Saturday’s back

Looking with scorn and derision towards Saturday’s titanic clash against Wolves.

After the pointless waste of space that is the international break we return to Premier League action at a packed Villa Park with a rip-roaring Super Sensational Soaraway Soccer Saturday against local almost-rivals and prime contenders for mid-table mediocrity, Wolverhampton Wanderers.

It would be far too easy to laugh at Wolves, their failings and their delusions, so we might as well. This is a club, let’s not forget, who within living memory were getting crowds of three thousand for matches in the fourth division and signing players from the West Midlands League while scrabbling down the back of the settee for a couple of quid to pay the paper bill. Then they bounced round the divisions for a couple of decades before being bought by a Chinese company who were in no way anything but perfectly scrupulous, linking up with an agent whose dealings were only ever benevolent and always above board.

This, in Wolvesworld, meant world domination was inevitable and Real Madrid the only real competition for any player they fancied, who would of course be only too glad to move to Bilston and eat scratchings. After all, they did win a few friendlies back in the days of rationing and Newcastle picking up trophies.

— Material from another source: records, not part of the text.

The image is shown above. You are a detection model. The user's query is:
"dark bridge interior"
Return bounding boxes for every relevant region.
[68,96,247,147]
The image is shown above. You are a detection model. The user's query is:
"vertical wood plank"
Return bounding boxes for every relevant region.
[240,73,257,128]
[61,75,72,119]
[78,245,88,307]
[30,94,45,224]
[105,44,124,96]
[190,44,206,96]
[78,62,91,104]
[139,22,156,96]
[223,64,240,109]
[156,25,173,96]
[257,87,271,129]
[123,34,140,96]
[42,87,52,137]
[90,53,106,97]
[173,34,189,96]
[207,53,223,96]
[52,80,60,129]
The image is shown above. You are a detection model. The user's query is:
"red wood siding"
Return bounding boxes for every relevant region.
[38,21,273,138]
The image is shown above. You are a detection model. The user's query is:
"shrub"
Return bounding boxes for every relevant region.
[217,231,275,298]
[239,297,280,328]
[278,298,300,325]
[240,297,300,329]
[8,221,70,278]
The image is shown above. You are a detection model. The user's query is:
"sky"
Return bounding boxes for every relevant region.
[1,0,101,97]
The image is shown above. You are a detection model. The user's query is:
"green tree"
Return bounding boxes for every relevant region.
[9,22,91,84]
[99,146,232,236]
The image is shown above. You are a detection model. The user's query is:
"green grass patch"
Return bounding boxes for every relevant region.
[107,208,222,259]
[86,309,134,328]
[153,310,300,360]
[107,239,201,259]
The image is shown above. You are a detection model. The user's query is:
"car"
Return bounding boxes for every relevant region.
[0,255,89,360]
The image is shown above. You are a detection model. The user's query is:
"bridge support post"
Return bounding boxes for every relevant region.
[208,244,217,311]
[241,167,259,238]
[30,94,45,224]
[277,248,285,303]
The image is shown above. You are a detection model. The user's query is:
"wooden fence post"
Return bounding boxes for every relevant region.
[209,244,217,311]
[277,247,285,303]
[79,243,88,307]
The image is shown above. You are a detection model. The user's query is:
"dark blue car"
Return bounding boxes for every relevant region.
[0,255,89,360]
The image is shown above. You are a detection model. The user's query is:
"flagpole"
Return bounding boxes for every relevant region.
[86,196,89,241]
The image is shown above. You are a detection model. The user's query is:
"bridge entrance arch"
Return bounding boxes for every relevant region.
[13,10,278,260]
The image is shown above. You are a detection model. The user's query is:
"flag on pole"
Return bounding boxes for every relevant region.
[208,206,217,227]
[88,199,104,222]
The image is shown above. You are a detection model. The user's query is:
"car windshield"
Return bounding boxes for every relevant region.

And a few years down the line here they are, in the bottom half of the Premier League. Admittedly that’s better than they’ve managed for most of the past half a century, and at least their attempts to start some sort of rivalry with us have been pretty much forgotten. Not that they’ll accept their place; this is only a temporary setback and the silver polishers will soon be working overtime at a Molineux that will have been expanded to hold eighty thousand.

Over the years them and us have done plenty of transfers and we’ve usually got the best end of the deal. The biggest one was when we gave them Andy Gray and they gave us the money that won the league and put them into receivership. Now they’ve got Adama Traore, who played for Villa when we were shite, and who now looks like a legally pumped-up and don’t say any different version of Tony Daley with less end product. They’ve got coaches named James Collins and Steve Davis, neither of whom are the ones who played for us. Their celebrity supporters include Robert Plant, Kevin Rowland and that bloke who fell through the roof at Scarborough, although at least he did admit to having heard of them back then.

No matter how the local media might build it up, this isn’t a particularly big game for us although we’ve got enough players out through injury/quarantine/jet lag/nuclear holocaust to make it more difficult than it should be. Then again, we’ve got more than enough who will still make it onto the pitch to wrap up another three points and show once again which of these clubs are on the verge of conquering the world.